Ghidorah, the Three-Headed Monster (1964)

It’s the way of things. Sometimes a beloved old movie just doesn’t hold up. Today’s heartbreak: Ghidorah, the Three-Headed Monster, which I may have seen about twenty-five times when I was much younger and have often said is my favorite monster movie. That’s not a claim I’ll make again. I’ve also said that the human stuff is the most interesting material in these movies, and while the material here remains interesting and very watchable, the giant monster stuff is, bluntly, wretched. This is not how I remembered it, but watched just two weeks after Mothra vs. Godzilla, I can see both a far smaller budget for special effects and the intrusion of kid-friendly comedy for the first time. When Mothra shows up to convince Rodan and Godzilla to join forces against a new monster from space, the bigger beasts’ brawl has deteriorated into playing volleyball with boulders.

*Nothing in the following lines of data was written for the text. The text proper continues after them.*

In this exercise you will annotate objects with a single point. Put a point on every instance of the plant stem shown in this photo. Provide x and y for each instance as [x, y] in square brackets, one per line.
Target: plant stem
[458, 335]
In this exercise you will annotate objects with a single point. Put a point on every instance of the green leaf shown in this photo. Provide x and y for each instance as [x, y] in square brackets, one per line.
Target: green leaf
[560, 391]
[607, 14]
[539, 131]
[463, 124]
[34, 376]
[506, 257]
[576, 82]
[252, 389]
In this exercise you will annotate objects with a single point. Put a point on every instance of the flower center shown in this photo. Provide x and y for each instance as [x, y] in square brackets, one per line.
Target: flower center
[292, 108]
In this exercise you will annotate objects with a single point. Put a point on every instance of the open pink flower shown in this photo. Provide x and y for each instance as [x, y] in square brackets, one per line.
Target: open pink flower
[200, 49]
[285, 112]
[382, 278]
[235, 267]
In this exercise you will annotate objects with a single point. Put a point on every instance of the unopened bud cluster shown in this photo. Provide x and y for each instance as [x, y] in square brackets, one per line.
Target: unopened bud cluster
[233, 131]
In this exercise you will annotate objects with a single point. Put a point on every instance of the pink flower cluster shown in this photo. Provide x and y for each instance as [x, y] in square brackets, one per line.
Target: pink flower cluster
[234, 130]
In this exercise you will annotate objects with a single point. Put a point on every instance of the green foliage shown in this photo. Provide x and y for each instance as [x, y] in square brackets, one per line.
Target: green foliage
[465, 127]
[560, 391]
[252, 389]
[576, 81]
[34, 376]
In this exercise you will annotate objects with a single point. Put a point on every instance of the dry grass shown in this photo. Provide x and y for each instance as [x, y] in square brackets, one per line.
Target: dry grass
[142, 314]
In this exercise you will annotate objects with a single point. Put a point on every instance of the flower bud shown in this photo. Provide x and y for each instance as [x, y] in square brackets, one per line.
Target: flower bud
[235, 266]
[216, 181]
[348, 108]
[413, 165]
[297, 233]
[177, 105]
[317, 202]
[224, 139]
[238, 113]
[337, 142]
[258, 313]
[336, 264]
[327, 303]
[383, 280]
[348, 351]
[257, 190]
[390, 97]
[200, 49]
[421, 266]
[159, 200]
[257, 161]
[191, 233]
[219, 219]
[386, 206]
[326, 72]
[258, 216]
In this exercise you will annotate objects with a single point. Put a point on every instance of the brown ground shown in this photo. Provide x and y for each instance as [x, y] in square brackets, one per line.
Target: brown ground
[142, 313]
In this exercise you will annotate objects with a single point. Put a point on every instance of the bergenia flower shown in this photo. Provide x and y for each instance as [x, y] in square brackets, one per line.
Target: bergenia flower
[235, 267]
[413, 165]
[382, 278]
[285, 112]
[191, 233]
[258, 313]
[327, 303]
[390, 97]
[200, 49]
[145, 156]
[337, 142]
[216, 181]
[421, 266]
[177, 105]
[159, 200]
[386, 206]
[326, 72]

I still like the human stuff. It revolves around a princess from a south Pacific nation who’s been targeted by killers in a political coup. Someone who looks just like her turns up in Japan, dressed like a bum and drawing crowds with her wild predictions of imminent doom for the planet. She claims she’s from the planet Venus, but the rival faction in the missing princess’s home country wants her dead anyway. I love the leader of the gang. He never once removes his sunglasses in this movie. Instead of the usual battles between Godzilla and the military, this movie goes for a smaller scale, and has a policeman trying to protect the “Venusian” from the four killers in several shootouts. None of these guys could hit the broad side of a barn.

Even though I was underwhelmed by the monster business, our son loved it. The comedy of the squabbling monsters – Rodan in particular enjoys a good laugh – had him charmed and the action had him enthralled. King Ghidorah is, at the end of things, an absolutely amazing design, and the destruction of that city with his lightning-rays remains a pretty impressive bit of miniature effects. It’s a movie that’s pitched straight at eight year-olds, and this one says it’s his favorite of the five that he’s seen so far. We’ll see how he feels when Nick Adams shows up in the next one we watch, in April.